La Corte, per motivare la sua decisione, precisa innanzitutto che «i reati di omicidio e di infanticidio-feticidio tutelano lo stesso bene giuridico, e cioè la vita dell’uomo nella sua interezza». Poi entra nel dettaglio, affermando che «il nascente vivo non è più feto, né in senso biologico, né in senso giuridico, bensì persona». E sulla premessa che «la tutela della vita non può soffrire lacune » (un «principio irrinunciabile»), chiarisce che «l’illecito commesso sarà un omicidio o un procurato aborto a seconda che il nascente abbia goduto di vita autonoma o meno». Eventualità, la prima, esistente appunto dal momento del travaglio.

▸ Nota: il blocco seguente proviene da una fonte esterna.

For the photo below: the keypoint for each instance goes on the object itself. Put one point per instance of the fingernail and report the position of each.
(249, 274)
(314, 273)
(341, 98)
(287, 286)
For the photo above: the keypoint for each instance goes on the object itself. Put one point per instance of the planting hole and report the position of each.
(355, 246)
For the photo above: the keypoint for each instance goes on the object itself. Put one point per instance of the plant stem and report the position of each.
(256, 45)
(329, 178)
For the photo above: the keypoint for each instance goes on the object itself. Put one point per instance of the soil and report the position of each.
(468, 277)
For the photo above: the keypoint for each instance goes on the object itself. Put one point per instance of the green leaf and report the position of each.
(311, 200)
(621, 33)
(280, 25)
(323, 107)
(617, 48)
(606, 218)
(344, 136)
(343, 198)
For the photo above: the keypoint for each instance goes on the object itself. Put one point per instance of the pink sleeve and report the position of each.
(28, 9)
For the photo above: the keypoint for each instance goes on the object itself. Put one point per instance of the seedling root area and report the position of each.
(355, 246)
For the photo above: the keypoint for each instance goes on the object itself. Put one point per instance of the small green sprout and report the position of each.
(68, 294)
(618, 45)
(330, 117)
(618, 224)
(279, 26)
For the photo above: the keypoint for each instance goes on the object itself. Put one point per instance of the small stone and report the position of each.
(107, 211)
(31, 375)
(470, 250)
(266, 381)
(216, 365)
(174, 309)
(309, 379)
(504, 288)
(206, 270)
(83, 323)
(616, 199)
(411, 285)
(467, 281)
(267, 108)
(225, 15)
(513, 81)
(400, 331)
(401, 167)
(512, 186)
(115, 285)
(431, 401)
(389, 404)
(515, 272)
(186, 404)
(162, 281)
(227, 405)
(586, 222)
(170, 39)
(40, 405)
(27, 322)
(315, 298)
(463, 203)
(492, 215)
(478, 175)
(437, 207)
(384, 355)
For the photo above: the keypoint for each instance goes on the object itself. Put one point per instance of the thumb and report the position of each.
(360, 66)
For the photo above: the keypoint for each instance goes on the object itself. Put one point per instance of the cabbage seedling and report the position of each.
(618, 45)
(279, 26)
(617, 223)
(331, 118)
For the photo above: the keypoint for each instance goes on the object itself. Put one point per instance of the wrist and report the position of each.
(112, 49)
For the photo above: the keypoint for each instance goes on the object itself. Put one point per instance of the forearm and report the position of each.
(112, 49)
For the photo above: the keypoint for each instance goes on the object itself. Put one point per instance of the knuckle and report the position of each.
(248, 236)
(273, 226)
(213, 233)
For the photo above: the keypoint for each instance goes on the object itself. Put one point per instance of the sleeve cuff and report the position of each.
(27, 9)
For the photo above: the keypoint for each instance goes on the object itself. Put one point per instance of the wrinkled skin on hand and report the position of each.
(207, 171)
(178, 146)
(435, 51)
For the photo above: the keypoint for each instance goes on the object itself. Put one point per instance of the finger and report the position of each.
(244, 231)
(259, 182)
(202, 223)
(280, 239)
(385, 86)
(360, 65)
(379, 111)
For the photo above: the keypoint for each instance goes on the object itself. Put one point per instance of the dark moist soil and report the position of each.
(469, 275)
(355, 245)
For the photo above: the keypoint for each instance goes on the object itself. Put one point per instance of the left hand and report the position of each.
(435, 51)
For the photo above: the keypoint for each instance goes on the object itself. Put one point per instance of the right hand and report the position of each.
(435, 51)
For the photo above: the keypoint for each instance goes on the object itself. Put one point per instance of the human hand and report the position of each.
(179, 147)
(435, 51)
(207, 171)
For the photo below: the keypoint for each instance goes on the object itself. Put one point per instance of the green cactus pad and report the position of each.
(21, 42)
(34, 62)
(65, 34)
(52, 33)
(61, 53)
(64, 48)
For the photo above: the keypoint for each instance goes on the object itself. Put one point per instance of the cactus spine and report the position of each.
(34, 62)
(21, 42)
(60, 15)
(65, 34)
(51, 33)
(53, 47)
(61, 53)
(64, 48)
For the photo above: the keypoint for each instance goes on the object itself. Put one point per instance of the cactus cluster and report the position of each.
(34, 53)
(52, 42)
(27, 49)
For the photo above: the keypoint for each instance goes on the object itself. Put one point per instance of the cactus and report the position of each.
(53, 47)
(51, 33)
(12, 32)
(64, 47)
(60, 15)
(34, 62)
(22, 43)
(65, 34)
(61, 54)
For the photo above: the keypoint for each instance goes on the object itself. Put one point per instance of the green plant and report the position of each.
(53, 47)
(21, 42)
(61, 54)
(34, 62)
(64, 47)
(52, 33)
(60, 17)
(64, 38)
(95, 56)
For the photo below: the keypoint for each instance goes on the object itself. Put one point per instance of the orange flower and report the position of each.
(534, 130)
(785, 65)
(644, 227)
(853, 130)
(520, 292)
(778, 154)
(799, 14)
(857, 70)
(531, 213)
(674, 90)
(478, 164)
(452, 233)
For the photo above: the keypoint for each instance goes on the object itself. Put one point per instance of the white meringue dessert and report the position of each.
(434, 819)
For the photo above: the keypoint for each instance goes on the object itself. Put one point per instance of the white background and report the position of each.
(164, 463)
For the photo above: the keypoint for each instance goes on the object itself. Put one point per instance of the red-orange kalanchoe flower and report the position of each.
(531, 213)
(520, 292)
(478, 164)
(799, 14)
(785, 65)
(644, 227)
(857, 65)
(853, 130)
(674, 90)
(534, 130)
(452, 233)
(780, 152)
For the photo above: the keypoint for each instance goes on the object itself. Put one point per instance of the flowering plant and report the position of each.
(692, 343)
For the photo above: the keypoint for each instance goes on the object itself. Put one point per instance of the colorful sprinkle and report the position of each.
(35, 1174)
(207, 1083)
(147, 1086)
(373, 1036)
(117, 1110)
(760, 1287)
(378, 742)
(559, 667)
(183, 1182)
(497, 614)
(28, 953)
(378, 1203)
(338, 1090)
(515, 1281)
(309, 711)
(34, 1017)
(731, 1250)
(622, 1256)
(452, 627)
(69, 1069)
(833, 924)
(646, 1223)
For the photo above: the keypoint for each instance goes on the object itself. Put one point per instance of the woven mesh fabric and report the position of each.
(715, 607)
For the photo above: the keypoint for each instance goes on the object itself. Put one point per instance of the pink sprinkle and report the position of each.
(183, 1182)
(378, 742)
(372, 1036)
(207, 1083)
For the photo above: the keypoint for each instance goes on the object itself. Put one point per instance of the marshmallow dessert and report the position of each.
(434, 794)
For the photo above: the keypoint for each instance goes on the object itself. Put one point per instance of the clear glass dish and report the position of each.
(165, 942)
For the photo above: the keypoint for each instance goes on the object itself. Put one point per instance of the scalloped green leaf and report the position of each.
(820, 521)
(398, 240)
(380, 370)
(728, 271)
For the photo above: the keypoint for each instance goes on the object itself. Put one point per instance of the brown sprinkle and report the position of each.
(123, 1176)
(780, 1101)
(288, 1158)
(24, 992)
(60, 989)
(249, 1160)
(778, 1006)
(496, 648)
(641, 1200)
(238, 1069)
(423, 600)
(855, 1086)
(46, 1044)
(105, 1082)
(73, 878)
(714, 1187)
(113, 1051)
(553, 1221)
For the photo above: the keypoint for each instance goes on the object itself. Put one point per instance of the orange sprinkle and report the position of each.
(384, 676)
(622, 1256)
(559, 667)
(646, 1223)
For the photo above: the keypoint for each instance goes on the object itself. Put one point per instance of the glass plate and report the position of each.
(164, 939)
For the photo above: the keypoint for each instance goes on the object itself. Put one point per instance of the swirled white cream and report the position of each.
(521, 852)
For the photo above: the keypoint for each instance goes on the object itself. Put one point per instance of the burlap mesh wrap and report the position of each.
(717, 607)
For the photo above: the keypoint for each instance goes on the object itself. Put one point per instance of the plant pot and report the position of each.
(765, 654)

A provocare questa pronuncia era stato il ricorso di un’ostetrica di Salerno contro la condanna in primo e in secondo grado per aver colposamente provocato la morte di un bimbo durante il travaglio. Tra le sue tesi difensive nel ricorso in Cassazione vi era pure il sospetto d’illegittimità costituzionale sull’attuale formulazione dell’articolo che punisce l’omicidio colposo: «In ragione delle più recenti evoluzioni culturali e giurisprudenziali in tema di status e tutela del prodotto del concepimento – così i giudici riassumono in sentenza la sua posizione, prendendo poi le distanze – l’articolo 589 del Codice penale viola i principi di tassatività, frammentarietà e sufficiente determinatezzadella fattispecie penale, perché non fornisce un’accezione univoca del concetto di’persona’, eventualmente escludendo o includendo anche il feto umano». Nel respingere questa visione, i giudici rilevanocome «tale disciplina» rispecchi «un quadro normativo giurisprudenziale italiano e internazionale di totale ampliamento della tutela della persona e della nozione di soggetto meritevole di tutela, che dal nascituro e dal concepito si è poi estesa fino all’embrione». Tra le pronunce che hanno disegnato questo quadro, osserva ancora la Cassazione, ve n’è una pronunciata dalla Grande Camera – la composizione più autorevole – della Corte europea per i diritti dell’uomo (Cedu): quella del 27 agosto 2015, che, dando torto alla ricorrente, ha affermato l’inesistenza di contrasti tra la Convenzione europea per i diritti dell’uomo e la legge 40 italiana laddove quest’ultima vieta l’uso di embrioni umani per la ricerca scientifica. Ma se, da un lato, la giurisprudenza non ha dubbi sulla natura di persona rivestita dal feto che sta per nascere, dall’altro ancora non è chiara la sua soggettività nella fase precedente, a partire dal concepimento. La legge 40, all’articolo 1, dichiara di assicurare «i diritti di tutti i soggetti coinvolti, compreso il concepito», con ciò lasciando intendere l’esistenza in capo a quest’ultimo della dignità di persona. Lettura confermata dalla sentenza dell’altro giorno, per cui «il legislatore ha sostanzialmente riconosciuto anche al feto la qualità di uomo vero e proprio, giacchè la morte è l’opposto della vita».
Eppure, a certe condizioni, la legge 194 sull’aborto consente la soppressione dell’embrione, cosa decisamente contrastante con la sua natura umana. Ancora, con la sentenza 229 del 2015 la Corte costituzionale ha sì ritenuto l’embrione «non certamente riducibile a mero materiale biologico», e dunque non sopprimibile arbitrariamente, ma senza spingersi a chiarire definitivamente la sua natura. Di conseguenza, ancora oggi, resta oggetto di discussione quale sia il suo grado di ‘soggettività’. Almeno fino al travaglio.